After completing law studies he made little exertion in the field. Later he was offered a government position for which he would have to be examined. William was so terrified of having to answer questions that he worked himself into a fit of madness. At one point, he became so despondent that he attempted suicide. After time in a private asylum, he recovered his reason. Cowper moved to the country town of Olney, where John Newton, the ex-slaver, was pastor. Soon they were close friends.
In 1771, Newton, became concerned with Cowper's increasing melancholy. Hoping to lift his spirits by keeping him busy, Newton suggested that he and Cowper co-author a book of hymns. Newton himself often wrote hymns to illustrate his Sunday sermons. "Amazing Grace" is one of the 280 hymns he wrote for the Olney Hymns. Cowper wrote 68 of the hymns, including "Oh for a closer walk with God," "God moves in a mysterious way," and "There is a fountain filled with blood."
The Olney Hymns first introduced Cowper to the world. Cowper kept writing poetry and became famous. In 1773, Cowper became engaged to Mary Unwin, but he suffered another attack of madness. He had terrible nightmares, believing that God has rejected him. Cowper would never again enter a church or say a prayer. When he recovered his health, he kept busy by gardening, carpentry, and keeping animals. In spite of periods of acute depression, Cowper's twenty-six years in Olney and later at Weston Underwood were marked by great achievement as poet, hymn-writer, and letter-writer. His first volume of poetry, Poems by William Cowper, of the Inner Temple was published in 1782 to wide acclaim. William Cowper died of dropsy on April 25, 1800. At the time of his death, his Poems had already reached their tenth printing.
One of his most famous hymns is hardly known now, yet I love the sentiment of it. This depressed man, who even though famous, lived a very difficult life, loved the Lord. He hated sin as much as he loved God. So must we…
O for a closer walk with God, A calm and heavenly frame, A light to shine upon the road That leads me to the Lamb!

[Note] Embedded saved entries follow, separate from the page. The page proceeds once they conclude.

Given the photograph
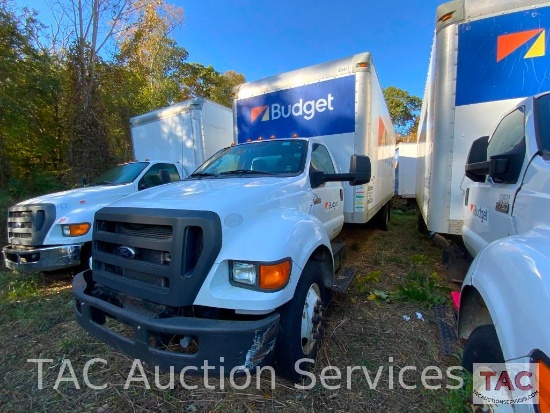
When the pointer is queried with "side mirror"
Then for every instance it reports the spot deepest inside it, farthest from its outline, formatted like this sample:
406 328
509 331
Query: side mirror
316 178
506 167
477 167
359 173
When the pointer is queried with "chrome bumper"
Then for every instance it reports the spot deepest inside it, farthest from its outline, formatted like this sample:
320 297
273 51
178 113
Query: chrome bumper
42 259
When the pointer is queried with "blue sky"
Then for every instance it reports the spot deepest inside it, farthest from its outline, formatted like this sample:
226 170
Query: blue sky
264 38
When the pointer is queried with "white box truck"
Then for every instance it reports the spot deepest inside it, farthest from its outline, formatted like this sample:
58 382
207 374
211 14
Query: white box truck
505 297
54 231
486 56
188 132
233 266
405 171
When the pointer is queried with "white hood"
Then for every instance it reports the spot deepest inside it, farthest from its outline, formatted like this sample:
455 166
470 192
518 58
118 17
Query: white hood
222 195
78 198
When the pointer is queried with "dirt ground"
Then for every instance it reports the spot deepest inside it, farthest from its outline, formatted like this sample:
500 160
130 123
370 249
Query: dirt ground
380 334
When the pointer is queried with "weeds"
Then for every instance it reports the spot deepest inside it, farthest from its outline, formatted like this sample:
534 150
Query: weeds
423 288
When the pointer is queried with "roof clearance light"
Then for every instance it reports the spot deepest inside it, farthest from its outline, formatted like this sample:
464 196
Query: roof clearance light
446 16
544 387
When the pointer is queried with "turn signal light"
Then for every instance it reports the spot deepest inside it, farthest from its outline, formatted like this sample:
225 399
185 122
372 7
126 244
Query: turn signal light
274 277
75 230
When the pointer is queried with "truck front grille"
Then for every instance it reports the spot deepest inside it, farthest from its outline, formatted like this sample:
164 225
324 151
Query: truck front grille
28 225
159 255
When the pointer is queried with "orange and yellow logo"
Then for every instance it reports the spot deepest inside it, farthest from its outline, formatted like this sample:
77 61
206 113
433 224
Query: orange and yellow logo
509 43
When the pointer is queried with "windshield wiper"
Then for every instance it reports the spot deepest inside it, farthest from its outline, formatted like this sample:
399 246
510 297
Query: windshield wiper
201 174
244 172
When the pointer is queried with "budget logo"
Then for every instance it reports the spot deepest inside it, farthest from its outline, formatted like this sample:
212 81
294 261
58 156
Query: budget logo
258 111
509 43
306 109
506 384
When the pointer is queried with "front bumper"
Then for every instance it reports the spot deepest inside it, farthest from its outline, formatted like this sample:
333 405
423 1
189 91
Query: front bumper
242 344
42 259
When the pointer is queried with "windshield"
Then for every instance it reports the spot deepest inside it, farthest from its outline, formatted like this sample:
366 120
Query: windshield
121 174
276 157
543 122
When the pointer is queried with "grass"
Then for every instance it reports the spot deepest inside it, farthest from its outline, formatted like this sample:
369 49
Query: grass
365 327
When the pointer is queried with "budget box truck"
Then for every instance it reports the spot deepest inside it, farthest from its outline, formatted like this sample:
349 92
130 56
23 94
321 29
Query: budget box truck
486 56
234 265
54 231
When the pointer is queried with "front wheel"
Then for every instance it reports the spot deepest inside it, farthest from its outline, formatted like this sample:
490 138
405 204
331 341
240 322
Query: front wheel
482 347
301 324
384 217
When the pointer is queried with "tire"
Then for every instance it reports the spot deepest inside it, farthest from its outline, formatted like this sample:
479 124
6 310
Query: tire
384 217
482 347
421 225
300 331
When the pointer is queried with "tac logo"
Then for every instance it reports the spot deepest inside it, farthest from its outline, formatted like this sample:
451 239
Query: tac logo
509 43
304 109
506 384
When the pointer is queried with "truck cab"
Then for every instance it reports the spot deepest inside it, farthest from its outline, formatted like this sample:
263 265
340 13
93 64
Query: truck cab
505 299
239 253
54 231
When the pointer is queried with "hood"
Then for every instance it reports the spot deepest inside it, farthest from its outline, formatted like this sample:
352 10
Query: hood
223 196
95 195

Where is the blessedness I knew, When first I saw the Lord? Where is the soul refreshing view Of Jesus, and His Word?
What peaceful hours I once enjoyed! How sweet their memory still! But they have left an aching void The world can never fill.
Return, O holy Dove, return,Sweet messenger of rest; I hate the sins that made Thee mourn And drove Thee from my breast.
The dearest idol I have known, Whate’er that idol be Help me to tear it from Thy throne, And worship only Thee.
So shall my walk be close with God, Calm and serene my frame; So purer light shall mark the road That leads me to the Lamb.